There are so many things I want to say, things I wish to scream. If only to lessen this pain of holding them in. If only to lay bare my festering heart, to somehow offer it to the skies that hold witness to my life.

To the godless sky that watched with silent disdain at the sight of my breaking heart, fully knowing the secrets they kept. On command clouds were drawn to curtain the joy of the sun—a small curtsy, I say,  in response to the cries that echoed from the earth.

I imagine the sky has the best view, seeing the world swirl from a bird’s-eye view, not just from the twisting of sea and land but from the effects of death and birth that bloom and decay its essence. For just a moment, I could see the world from afar, like the birds that flew above. But then my eyes retracted like a microscope peering into my own mind, and I became abhorrently present.

With defiant tears that glazed my wide, distant eyes, I gazed at that crumpled figure that gripped a lifeless corpse. My ears bled as she screamed his name. My legs buckled as they ceased to exist, and I crumbled like a mere discarded cloth to the floor, clutching my stomach where the blow had landed.

In that moment death seemed to call to the angels and demons alike as they gathered at my side, with intrusive hands they caressed my hair and gripped my hands, whispering odd things in my ear like “I can’t imagine being you” and “sadly, it will only get harder.”

A deer in headlights, doe-eyed in spirit, I could only stare back with a head that nodded on its own accord.

What does death feel like? Nothing–they say—maybe a tinge of pain on occasion, they say. But I’d like to say it feels like a dream, a childhood nightmare, free falling for no apparent reason. Like a dream taking life, the atmosphere thickens and you can feel as the atmosphere presses—into your skin, as the world deafens to the mere whisper of a fading heart, as the air begin to taste a lot like the salty sea—the overpowering sensation of unholy dark waves that fill up your lungs, pulling you under, lulling you to sleep with bitter promises to ease the pain.

Then standing still beneath that glimmering, rippling surface, your eyes start their slow descent into that unknown madness. They transform the world before you into an art gallery not of this world—a place where death is not just the cruel picture of a distant land but the frame, the floor, the air that you heave in, and the walls that press you in to take a closer look at decay.

Because even in its most natural forms, death sickens those who observe—unable to look away, for it’s never a mere stationary image but a surrounding and encapsulating prison of the mind. It spreads like a disease to the soul, unrelenting until life mirrors its own cruel face.

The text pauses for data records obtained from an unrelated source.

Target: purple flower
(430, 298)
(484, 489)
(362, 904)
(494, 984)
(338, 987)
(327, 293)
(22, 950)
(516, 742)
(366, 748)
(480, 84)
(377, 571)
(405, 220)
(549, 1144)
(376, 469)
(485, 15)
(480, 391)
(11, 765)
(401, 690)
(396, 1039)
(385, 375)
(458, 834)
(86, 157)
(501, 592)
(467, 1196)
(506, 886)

With curious eyes, the living world stares in, admiring me like the cruel, distant art I once observed. They smile, they frown, they tilt their heads and whisper their thoughts on my composition. Quietly interpreting my world as they scrutinize my features and ponder my tears, speculating if they can feel and taste the texture of my torment by gaping at the swollen eyes I painted. I stare back into those gazes that see only the frame I’m nailed to, wondering if all the anguished masterpieces in the world held the same disdain for prying eyes.

I looked to the sky to find my solace from this new and unnatural world, whispering into my soul as if those departed could hear me– that in death’s final moments, there are so many things I would like to say or that I would scream if a hollow, cold hand didn’t grip my soul. I’d scream, “Don’t leave me in a world that’s growing oh so foreign.” Or I’d whisper a simple “I love you” as I held you close. But in this empty land, where life is fleeting, there are no words—only the gurgling cries of a soul wishing it could speak.